Je retourne au gite. La porte était bien fermée. Mais les clés ne sont pas dessus... Dans pareille circonstance, d’habitude, je refais les mêmes gestes et le même chemin pour essayer de retrouver ce que j’ai perdu. En passant devant la poubelle publique, j’ouvre le container : les clés se trouvaient au fond avec le sac transparent en plastique des déchets. Avec mon bâton de pèlerin, j’ai récupéré les clés que j’ai un peu nettoyées, et je les ai ramenées chez la dame. Mais, je n’ai jamais osé lui dire que je les avais jetées dans la décharge publique…

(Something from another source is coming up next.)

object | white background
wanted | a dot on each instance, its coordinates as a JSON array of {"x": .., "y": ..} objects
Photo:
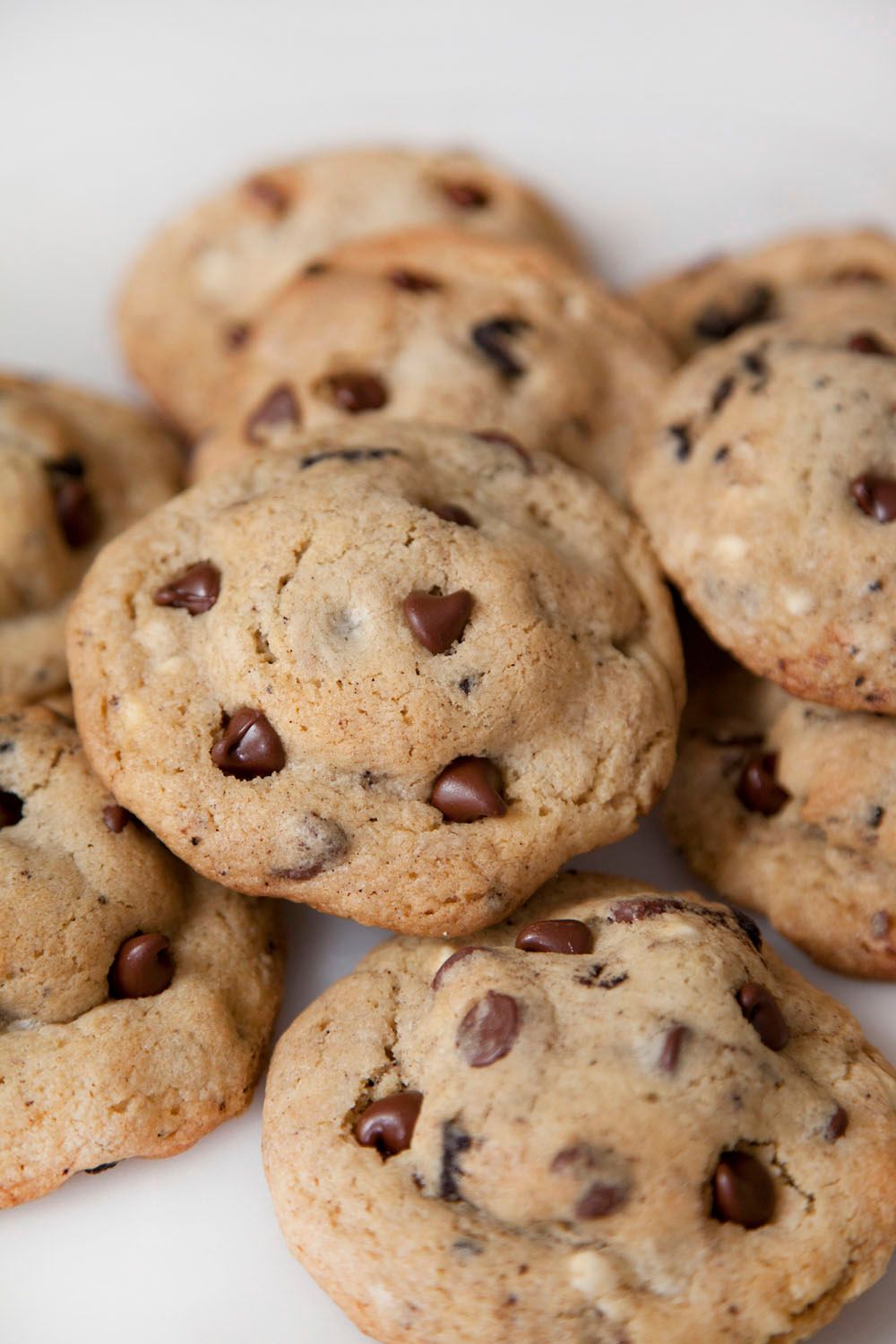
[{"x": 665, "y": 129}]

Au cours de cette journée de marche, je n’ai pas arrêté de penser et repenser aux évènements de cette matinée, en essayant de trouver un SENS à tout cela. A un certain moment, j’ai même cru entendre une voix d’un certain Monsieur Freud qui me murmurait à l’oreille : « Le Chemin, tu l’as trouvé. Tu n’as plus besoin des clés. C’est pour cela que tu les as jetées. Tu peux même rentrer chez toi maintenant ... ».
Mais je ne l’ai pas écouté, et j’ai continué mon Chemin...

Au terme de mon Chemin, ce fut ma plus belle rencontre ...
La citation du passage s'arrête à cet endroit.